Сначала, в деревне, отец и Елена Львовна Алимова, сестра моей покойной матери, принялись было довершать мое воспитание; но я была слаба здоровьем и, пред тем как оставить институт, перенесла тяжкую нервную болезнь, после которой медленно и трудно поправлялась, так что мои воспитатели остерегались слишком утруждать меня умственною работой. Потом, когда ради моего развлечения тетя Елена выписала гостить к нам Липу Станищеву, Липа скоро влюбила в себя папа, и он, занятый сердечными делами, первый стал небрежничать своими наставническими обязанностями. После началась предсвадебная суета; Липа была бедная, и все ее приданое было сделано в нашем доме, на счет папа. Тетя Елена вела занятия со мною, пока не заметила, что передала мне все, что знала сама. Да и ей стало не до меня. Очень не по сердцу пришелся ей поздний роман моего отца.
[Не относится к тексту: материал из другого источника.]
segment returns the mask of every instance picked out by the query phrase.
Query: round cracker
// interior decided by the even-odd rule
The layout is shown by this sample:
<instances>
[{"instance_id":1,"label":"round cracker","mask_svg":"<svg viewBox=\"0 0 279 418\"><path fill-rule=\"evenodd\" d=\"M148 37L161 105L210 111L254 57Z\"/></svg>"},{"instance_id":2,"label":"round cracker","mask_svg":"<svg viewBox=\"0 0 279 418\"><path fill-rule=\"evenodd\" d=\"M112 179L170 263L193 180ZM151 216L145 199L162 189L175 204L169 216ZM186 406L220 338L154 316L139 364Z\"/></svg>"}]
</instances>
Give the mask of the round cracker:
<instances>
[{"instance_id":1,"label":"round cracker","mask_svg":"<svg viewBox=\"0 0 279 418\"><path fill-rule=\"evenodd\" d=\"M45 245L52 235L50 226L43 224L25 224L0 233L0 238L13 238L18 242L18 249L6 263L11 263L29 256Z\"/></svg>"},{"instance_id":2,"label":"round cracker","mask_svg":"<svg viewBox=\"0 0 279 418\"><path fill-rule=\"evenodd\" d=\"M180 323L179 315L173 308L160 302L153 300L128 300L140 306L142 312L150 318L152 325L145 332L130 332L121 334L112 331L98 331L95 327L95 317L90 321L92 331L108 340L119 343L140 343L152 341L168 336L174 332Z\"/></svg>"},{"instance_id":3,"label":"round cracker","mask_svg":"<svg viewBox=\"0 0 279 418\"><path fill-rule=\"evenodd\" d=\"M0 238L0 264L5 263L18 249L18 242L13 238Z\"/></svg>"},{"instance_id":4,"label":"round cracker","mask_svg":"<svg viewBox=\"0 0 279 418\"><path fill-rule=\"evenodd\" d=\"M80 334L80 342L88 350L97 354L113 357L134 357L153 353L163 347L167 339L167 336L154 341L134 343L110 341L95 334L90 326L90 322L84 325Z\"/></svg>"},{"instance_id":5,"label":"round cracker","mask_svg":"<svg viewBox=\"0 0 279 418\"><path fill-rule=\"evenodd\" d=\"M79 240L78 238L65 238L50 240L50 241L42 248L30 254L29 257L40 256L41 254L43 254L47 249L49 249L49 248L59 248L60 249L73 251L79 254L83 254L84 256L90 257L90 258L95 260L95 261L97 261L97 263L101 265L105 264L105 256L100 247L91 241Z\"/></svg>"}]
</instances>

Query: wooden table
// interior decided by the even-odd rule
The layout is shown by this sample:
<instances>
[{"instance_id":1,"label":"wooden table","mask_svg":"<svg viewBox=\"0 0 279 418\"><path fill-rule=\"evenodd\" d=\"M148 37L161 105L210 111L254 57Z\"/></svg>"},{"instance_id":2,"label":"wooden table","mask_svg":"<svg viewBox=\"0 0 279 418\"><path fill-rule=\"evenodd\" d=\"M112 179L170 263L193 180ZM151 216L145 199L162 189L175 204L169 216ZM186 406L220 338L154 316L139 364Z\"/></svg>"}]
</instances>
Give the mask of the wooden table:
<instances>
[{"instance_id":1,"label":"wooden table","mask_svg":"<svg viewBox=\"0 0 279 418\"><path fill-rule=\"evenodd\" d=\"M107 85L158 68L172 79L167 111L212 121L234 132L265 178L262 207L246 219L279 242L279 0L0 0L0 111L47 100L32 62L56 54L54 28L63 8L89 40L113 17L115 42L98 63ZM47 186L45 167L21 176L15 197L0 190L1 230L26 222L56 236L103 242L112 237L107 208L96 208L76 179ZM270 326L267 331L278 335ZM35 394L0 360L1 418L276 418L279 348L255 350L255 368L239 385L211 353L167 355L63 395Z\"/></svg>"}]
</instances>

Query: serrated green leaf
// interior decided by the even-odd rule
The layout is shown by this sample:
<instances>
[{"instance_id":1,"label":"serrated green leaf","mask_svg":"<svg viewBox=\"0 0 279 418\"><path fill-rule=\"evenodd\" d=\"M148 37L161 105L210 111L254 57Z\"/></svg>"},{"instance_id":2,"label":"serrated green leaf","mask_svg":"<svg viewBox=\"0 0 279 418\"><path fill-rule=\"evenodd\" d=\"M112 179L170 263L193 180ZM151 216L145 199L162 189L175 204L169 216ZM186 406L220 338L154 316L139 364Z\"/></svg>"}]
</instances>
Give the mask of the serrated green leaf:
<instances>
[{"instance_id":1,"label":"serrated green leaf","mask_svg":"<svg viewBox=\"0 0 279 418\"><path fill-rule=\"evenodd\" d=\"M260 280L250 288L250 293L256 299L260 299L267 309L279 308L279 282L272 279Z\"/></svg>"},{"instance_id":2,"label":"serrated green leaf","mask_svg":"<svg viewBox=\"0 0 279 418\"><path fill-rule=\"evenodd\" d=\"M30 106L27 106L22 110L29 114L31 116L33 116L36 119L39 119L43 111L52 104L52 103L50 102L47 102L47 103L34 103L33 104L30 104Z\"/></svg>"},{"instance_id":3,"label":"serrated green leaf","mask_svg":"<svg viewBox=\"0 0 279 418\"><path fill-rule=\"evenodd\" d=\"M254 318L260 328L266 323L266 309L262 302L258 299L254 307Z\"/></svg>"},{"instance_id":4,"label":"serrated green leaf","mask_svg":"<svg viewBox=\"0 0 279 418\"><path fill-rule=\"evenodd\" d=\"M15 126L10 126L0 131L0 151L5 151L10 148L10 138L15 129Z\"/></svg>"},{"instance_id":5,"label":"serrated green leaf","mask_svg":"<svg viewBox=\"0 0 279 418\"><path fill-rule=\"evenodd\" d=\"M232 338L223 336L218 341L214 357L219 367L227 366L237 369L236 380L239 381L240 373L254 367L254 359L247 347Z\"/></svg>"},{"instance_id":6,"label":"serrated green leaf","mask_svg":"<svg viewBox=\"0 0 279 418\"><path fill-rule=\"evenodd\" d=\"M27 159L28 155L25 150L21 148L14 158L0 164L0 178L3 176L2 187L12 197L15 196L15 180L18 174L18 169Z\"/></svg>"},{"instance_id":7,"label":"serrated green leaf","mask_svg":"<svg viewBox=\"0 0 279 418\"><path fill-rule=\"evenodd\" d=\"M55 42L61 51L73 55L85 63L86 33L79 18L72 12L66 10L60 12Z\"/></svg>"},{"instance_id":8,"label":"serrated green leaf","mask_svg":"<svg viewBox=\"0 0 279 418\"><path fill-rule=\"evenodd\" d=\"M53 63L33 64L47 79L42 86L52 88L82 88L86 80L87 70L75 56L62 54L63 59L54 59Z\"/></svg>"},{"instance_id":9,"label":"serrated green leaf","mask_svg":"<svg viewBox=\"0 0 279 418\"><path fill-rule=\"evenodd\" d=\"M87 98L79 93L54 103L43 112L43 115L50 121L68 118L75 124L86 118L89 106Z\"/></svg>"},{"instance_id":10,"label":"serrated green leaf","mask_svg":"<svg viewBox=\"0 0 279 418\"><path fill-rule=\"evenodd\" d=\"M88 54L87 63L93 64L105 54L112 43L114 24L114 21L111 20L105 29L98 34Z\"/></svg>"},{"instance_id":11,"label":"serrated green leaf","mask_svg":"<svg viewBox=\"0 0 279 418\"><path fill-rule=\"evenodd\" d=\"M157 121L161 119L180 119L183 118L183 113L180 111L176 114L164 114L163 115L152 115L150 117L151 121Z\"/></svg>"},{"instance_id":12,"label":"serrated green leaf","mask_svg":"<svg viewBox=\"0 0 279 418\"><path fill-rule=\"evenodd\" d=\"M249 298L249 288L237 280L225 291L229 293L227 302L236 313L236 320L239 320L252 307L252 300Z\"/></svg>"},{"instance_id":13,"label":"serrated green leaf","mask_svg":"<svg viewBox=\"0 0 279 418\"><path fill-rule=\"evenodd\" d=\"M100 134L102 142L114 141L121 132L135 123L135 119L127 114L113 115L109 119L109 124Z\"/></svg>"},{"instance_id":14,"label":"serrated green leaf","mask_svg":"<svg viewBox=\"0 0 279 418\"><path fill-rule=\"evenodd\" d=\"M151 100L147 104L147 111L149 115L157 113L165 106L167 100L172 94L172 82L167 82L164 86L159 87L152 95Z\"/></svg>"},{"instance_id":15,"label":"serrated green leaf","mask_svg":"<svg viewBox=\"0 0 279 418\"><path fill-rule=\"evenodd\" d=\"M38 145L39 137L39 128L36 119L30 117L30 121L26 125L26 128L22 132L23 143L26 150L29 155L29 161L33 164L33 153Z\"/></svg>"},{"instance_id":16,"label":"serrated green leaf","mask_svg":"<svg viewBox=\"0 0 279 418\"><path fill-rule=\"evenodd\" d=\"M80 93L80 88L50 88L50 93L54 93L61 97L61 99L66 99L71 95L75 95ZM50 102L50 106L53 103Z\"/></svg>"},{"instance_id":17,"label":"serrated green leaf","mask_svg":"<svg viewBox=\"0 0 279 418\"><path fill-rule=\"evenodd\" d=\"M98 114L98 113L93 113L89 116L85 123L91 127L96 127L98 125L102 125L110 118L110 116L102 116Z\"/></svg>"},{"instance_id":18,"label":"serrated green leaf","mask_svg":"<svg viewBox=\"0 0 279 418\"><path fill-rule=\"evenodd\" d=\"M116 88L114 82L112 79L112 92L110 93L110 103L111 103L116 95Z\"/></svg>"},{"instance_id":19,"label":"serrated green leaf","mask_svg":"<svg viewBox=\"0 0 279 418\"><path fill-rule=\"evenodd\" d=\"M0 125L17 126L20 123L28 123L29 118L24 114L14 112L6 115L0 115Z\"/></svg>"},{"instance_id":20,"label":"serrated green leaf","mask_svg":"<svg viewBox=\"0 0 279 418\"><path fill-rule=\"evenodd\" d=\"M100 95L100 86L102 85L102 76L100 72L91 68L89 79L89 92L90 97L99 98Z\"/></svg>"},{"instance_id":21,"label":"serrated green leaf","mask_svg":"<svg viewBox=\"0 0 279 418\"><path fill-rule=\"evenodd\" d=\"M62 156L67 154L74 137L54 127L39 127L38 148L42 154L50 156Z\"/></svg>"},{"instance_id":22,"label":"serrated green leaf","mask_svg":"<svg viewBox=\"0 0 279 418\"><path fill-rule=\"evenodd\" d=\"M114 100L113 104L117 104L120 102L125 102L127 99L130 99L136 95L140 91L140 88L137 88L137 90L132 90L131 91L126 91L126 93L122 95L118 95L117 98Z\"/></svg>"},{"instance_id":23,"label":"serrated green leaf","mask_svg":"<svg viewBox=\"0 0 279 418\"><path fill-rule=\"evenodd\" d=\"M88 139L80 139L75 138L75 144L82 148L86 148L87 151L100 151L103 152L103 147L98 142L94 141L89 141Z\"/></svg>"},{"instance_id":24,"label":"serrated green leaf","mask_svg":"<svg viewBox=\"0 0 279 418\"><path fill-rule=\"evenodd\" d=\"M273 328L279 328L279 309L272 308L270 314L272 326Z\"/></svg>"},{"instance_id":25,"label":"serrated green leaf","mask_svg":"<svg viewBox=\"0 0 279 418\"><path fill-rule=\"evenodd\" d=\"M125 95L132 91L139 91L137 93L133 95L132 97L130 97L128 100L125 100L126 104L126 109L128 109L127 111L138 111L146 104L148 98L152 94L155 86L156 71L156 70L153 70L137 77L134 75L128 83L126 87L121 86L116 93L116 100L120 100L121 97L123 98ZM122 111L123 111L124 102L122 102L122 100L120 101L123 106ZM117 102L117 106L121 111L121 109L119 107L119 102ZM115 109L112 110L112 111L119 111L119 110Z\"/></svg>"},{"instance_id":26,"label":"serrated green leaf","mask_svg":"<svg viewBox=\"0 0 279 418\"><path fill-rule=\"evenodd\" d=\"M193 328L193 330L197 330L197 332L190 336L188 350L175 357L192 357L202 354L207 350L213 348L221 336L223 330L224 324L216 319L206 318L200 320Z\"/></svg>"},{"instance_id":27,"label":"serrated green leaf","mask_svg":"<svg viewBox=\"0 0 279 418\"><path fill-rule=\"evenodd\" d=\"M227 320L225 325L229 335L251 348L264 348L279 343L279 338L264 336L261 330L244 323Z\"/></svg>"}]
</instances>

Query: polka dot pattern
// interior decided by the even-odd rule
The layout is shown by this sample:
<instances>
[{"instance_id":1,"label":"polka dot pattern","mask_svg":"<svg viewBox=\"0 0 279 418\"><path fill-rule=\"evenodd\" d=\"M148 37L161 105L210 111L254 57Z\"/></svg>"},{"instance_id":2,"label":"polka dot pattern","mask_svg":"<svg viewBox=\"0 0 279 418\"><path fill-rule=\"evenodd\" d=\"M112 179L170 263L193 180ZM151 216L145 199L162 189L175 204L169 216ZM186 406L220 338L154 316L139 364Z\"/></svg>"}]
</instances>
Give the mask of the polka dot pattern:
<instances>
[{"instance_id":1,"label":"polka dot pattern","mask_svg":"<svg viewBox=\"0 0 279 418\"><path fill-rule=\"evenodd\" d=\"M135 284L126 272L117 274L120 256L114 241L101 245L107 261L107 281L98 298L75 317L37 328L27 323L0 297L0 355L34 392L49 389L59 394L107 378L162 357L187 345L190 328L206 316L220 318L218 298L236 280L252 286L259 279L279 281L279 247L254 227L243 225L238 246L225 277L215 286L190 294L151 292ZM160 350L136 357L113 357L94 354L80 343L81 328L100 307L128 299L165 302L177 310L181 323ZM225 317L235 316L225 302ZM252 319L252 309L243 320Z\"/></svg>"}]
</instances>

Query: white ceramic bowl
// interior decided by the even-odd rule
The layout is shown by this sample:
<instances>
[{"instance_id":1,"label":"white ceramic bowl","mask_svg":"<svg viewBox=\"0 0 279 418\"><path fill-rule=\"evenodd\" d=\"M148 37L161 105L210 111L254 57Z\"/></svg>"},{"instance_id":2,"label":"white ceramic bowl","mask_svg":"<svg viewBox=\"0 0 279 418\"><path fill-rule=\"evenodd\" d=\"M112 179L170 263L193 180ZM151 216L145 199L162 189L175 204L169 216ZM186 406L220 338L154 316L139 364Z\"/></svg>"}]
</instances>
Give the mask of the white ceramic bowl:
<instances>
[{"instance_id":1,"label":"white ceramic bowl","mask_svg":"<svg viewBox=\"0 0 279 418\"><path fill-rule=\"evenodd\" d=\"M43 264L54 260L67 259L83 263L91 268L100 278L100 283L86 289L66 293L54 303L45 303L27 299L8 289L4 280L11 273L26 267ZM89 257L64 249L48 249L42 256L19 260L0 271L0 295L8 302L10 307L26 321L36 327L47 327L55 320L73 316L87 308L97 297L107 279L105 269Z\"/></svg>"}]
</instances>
Аристократка в слове, мысли и деле, строго нравственная, немного даже prude[7 - Недотрога (фр.).], искренно и сознательно религиозная, Елена Львовна являлась резкою противоположностью Липе – с ее умом, ленивым и взбалмошным, с ее сердцем, расположенным легко привыкать к людям, но еще легче отвыкать, любя их лишь до первой размолвки; охотно принимающим жертвы, но неспособным на них; напоказ – чувствительным, на деле – распущенно-себялюбивым, избалованным, эгоистическим. Липа была образована слабо, по-институтски, да забыла и то, что знала, через месяц после выпуска. В институте она была общею любимицею, слыла примерною скромницею, но едва вырвалась на свободу, как набралась какой-то цыганской удали, обзавелась развязною речью, смелыми взглядами, довольно вульгарными манерами, бывала весьма довольна, если при ней говорили двусмысленности, которых я еще не понимала, а тетя не выносила. В обществе всегда находили меня и красивее, и умнее Липы, да я и моложе ее на три года; однако мужчины интересовались ею гораздо более, чем мною. Между тем со своими золотыми волосами, бело-розовой кожей и пухлым русским лицом, она была разве лишь недурна собою. Правда, она сложена, как статуя, и даже самый уродливый из покроев того времени – когда во главе моды стояла французская императрица Евгения, покровительница пресловутого кринолина – не мог скрыть роскошь ее тела. В каждом жесте Липы, всегда ленивом, медлительном, но сильном, было что-то дразнящее, сказывалась тайная чувственность, разлитая в ее молодой крови.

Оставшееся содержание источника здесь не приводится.